Environmental Advocate And Educator
Job Title: Environmental Educator
Type of Company: I work for a county government.
Education: BS, Human Ecology, Kansas State University graduate study at the University of Louisville, North Carolina State University, University of Wisconsin-Stevens Point
Previous Experience: I was hired as an environmental educator -- the "Keep America Beautiful" director -- because I had been a volunteer in the field and had relevant volunteer experience.
Job Tasks: My job has two components. As a Program Director in county government, I am responsible for developing an annual work plan and a budget for carrying it out. I am also considered a middle manager and I have to attend management planning meetings to coordinate with other departments within county government. I have to hire and manage my small staff of educators and an office manager and write their semi-annual and annual evaluations. I also try to attend, and have staff members attend, at least two professional development training workshops a year. Lifelong learning is very important.
As the lead environmental educator here, it is also my responsibility to develop training workshops for teachers and students and then conduct them. Sometimes, I develop one-hour lessons to give in classrooms (as an "outside expert") and sometimes I plan much longer, 1ten-hour workshops. It takes about eight hours of planning for each hour of a workshop. This includes deciding on the topic, and audience level. Then writing or thinking through the script, collecting and making copies of resource materials and assembling the materials needed for the hands-on activities in the workshop. Since I am an environmental educator, I try to make sure that at least part of a workshop is conducted outdoors in the environment. Most of the workshops are conducted to train teachers and model the lessons that they can use with their students.
A neat organizational trick that I use is to collect all of the materials and original copies of handouts for a particular lesson in a plastic curbside recycling-type bin. Each bin is labeled with the name of a lesson and the bins are all kept in a storage room. This saves time when I have to do a lesson or workshop, as the materials are already assembled in one place. It makes my work more efficient. This also gives me more time to spend on improving each lesson. At the end of each lesson, I ask the attendees to submit an evaluation, and I use these evaluations to improve the lesson for the next group.
Best and Worst Parts of the Job: I much prefer the actual teaching of lessons and workshops to the program planning and budget management parts of the job. Teaching is energizing!
Sometimes I plan public events (like Earth Day celebrations) that might be attended by hundreds of people in one day. These are a lot of fun, but require a big team of planners to help carry out the event. These events also require writing news releases for the media, and following up with the media to attend the event, and report on its value for the attendees.

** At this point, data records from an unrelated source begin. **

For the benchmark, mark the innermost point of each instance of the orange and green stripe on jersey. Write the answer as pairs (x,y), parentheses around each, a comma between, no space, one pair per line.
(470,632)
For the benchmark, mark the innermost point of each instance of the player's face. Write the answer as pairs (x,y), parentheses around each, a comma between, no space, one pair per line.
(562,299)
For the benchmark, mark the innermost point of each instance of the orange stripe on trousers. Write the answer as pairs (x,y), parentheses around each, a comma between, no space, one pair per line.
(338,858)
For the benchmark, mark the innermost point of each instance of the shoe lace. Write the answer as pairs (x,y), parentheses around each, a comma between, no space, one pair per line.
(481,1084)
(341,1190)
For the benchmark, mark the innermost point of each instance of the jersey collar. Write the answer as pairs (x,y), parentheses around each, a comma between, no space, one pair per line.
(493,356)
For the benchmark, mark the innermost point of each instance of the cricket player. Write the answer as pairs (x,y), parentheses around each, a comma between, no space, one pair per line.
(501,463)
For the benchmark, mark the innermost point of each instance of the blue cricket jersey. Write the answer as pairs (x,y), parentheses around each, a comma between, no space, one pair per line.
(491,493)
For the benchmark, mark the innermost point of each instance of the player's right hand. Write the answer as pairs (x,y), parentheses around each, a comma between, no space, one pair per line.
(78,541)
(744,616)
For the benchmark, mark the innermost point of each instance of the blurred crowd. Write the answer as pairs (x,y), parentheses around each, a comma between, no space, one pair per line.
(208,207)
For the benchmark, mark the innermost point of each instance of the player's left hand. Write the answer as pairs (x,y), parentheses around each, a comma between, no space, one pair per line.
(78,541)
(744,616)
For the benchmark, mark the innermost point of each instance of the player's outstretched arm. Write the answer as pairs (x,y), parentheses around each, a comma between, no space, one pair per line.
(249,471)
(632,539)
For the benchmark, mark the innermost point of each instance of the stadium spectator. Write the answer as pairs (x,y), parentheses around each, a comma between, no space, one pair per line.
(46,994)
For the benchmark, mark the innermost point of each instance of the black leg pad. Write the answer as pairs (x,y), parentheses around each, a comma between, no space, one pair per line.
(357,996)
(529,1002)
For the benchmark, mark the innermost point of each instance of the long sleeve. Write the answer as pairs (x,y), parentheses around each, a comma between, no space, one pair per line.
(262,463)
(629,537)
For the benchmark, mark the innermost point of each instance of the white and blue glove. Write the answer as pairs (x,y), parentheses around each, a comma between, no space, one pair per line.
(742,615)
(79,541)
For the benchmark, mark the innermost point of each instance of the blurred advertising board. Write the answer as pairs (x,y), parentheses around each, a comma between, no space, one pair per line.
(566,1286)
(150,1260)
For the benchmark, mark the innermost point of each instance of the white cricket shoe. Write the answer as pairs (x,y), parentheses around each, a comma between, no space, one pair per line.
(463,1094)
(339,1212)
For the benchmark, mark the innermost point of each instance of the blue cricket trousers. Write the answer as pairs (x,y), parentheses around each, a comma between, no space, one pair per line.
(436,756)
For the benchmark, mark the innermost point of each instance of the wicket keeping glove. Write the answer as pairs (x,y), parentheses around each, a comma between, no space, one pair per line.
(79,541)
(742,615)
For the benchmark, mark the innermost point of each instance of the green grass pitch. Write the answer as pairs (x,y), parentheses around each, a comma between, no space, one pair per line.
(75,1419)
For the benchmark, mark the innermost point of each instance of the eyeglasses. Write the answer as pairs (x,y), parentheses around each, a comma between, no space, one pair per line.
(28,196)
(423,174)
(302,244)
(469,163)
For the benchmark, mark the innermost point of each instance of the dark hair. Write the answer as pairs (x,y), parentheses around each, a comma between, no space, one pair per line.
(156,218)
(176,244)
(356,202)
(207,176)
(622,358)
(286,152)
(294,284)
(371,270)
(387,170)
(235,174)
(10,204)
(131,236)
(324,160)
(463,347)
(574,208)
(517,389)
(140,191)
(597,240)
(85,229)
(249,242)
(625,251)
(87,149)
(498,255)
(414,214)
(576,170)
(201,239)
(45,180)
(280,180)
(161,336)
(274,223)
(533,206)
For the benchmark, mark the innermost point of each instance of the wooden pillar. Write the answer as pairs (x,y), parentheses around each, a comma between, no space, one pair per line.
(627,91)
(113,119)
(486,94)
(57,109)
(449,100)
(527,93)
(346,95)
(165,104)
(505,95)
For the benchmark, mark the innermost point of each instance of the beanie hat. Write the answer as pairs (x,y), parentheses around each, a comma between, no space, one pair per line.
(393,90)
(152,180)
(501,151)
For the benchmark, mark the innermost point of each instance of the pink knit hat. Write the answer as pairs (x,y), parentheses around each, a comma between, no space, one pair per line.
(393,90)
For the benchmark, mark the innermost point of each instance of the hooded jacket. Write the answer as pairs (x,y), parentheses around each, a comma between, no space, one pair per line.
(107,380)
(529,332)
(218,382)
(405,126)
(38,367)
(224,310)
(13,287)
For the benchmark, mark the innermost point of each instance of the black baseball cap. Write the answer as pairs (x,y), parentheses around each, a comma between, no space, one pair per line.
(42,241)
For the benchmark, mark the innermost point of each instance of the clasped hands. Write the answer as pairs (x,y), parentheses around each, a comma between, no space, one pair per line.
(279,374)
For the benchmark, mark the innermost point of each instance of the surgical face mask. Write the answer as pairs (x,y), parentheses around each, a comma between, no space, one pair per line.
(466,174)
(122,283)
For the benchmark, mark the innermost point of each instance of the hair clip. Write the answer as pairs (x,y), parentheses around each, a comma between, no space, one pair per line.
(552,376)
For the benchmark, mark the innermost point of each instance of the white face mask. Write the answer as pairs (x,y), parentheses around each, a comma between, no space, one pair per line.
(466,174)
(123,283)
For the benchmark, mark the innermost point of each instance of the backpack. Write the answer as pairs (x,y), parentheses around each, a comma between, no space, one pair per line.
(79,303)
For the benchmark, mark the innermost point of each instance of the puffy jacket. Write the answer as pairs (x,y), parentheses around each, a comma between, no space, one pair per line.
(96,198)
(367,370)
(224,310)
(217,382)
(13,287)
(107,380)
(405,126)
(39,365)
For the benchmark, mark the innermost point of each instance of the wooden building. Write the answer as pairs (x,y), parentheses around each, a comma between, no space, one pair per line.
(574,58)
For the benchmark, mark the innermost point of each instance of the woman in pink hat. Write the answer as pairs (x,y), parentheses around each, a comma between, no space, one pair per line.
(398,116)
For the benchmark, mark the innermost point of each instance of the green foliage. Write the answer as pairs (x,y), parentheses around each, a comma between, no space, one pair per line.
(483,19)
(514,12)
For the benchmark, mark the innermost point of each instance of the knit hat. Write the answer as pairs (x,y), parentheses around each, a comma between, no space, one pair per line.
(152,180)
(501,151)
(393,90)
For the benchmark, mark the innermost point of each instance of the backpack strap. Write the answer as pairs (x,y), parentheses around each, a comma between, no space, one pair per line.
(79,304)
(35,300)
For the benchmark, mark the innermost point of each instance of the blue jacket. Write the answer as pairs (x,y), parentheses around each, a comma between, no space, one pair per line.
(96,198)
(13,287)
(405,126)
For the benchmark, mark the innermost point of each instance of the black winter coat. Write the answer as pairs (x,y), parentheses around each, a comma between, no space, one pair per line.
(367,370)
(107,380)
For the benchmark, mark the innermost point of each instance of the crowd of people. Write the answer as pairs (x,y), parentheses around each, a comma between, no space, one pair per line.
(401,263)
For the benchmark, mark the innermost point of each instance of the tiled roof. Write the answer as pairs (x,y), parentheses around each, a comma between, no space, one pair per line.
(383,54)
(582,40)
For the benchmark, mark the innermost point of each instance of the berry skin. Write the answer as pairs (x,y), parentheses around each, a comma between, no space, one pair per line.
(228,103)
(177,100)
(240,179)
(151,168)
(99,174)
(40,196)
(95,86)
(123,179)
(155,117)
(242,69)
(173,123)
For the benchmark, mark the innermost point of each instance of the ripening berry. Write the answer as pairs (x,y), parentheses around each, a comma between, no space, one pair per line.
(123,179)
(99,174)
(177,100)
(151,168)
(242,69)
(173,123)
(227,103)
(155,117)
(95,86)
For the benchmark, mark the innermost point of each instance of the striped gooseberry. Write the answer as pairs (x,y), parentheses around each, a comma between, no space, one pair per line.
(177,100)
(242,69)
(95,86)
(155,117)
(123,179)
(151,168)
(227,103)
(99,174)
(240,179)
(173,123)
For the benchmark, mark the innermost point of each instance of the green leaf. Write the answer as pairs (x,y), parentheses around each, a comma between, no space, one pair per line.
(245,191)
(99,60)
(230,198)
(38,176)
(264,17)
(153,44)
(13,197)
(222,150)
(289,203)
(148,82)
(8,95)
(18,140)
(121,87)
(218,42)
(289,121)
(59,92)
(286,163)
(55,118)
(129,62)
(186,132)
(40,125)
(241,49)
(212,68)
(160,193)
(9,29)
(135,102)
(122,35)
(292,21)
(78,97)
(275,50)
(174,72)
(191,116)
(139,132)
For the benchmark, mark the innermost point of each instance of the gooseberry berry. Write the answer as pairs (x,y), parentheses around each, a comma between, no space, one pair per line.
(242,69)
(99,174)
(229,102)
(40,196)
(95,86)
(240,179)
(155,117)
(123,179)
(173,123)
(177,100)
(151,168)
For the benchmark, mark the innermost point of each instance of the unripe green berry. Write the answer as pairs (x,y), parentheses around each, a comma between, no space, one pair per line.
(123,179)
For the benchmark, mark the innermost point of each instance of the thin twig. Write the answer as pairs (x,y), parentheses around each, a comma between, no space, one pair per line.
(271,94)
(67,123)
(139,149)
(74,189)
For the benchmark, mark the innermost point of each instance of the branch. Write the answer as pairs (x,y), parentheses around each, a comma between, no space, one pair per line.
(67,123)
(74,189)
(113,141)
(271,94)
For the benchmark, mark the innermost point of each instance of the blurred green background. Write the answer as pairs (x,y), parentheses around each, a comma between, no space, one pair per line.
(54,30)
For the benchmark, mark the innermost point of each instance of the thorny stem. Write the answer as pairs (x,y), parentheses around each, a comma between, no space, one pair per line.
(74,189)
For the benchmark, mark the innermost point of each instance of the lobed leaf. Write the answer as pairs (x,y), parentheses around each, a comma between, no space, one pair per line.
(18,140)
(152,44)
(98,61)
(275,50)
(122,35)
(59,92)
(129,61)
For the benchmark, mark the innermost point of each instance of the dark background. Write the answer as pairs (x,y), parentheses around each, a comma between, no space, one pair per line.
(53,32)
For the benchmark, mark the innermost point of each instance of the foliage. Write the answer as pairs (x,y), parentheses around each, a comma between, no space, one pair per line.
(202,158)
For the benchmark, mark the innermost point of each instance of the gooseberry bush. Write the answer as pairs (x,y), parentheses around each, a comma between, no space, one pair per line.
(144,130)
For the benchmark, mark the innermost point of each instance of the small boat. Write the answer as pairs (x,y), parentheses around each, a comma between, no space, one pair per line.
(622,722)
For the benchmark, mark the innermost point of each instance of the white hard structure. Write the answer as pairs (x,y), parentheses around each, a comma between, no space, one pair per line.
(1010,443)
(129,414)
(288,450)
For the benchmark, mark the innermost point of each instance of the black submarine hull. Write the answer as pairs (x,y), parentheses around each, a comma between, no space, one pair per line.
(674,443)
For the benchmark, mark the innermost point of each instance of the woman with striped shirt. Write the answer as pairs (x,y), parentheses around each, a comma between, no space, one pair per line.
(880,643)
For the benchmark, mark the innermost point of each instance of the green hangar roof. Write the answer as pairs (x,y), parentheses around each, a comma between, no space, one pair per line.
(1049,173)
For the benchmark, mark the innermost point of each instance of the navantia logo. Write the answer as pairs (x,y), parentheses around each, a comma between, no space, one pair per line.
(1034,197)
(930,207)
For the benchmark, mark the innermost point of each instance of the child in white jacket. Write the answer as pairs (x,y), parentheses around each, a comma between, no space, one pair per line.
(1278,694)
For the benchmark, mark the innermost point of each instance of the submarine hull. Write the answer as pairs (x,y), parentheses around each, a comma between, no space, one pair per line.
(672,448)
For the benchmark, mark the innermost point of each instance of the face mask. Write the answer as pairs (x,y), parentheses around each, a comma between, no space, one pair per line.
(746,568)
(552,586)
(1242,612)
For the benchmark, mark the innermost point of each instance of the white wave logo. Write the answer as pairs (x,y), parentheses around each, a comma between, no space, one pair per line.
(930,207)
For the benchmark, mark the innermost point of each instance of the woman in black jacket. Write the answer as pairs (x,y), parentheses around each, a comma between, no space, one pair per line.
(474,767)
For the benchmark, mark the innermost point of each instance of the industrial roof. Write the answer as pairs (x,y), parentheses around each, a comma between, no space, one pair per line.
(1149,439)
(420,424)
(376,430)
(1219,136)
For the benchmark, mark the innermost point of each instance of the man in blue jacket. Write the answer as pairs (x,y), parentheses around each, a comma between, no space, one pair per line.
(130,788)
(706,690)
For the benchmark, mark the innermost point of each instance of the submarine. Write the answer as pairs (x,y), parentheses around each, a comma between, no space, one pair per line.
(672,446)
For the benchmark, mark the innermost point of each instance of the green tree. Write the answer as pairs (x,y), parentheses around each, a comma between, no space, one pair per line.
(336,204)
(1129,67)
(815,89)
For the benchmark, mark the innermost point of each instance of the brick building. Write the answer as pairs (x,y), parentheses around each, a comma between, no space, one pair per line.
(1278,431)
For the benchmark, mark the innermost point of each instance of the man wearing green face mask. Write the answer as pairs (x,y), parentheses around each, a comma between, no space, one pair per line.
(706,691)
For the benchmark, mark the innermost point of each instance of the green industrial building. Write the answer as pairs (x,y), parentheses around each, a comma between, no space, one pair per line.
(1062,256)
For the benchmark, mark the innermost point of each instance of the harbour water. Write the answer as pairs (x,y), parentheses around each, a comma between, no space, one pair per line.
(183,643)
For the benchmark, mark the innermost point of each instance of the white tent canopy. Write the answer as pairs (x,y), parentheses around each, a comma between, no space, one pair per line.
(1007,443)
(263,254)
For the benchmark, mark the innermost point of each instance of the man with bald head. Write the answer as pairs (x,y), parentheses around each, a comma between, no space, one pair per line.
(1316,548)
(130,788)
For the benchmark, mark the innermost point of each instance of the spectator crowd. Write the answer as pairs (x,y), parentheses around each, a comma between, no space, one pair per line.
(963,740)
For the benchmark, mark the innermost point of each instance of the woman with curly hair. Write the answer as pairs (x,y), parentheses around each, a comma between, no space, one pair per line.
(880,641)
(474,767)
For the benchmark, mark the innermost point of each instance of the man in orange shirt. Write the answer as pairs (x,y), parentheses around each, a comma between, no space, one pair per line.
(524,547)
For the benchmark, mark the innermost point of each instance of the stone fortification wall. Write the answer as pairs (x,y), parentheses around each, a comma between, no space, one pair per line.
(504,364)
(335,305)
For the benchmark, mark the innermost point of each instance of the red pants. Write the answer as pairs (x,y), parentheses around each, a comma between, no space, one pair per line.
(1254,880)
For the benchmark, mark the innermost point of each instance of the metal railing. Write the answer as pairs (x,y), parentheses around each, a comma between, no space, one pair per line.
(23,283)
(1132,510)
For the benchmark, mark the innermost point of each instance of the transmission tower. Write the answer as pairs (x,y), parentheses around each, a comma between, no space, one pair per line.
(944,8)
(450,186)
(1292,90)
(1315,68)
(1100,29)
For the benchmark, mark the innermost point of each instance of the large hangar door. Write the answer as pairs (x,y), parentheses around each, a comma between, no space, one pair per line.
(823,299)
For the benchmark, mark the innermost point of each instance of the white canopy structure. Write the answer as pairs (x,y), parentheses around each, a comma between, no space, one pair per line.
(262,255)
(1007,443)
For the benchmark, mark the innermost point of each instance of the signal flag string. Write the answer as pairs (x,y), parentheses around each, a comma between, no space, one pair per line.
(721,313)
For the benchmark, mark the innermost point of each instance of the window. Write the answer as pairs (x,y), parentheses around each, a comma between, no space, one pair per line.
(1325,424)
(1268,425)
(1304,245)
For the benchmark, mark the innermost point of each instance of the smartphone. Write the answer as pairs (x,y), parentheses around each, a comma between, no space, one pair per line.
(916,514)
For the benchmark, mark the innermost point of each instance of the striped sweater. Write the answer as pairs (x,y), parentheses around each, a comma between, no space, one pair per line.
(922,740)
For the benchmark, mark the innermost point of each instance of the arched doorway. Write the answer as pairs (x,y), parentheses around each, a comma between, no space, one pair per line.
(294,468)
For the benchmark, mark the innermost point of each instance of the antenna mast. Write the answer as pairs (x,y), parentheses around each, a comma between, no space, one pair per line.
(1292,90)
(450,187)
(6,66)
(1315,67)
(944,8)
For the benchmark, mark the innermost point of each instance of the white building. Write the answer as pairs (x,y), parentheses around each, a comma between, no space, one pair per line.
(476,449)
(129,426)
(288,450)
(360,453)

1. Be a life-long learner. Continue throughout your career with professional development, attending conferences in your field to network with other professionals.
2. Choose something you like to do as a volunteer. When a job comes open in that field, you will be aware of it (because of your connections) and if you are hired because of your experience, then you will be working in a job you love!
3. Be the three E's: energetic, enthusiastic, and ethical.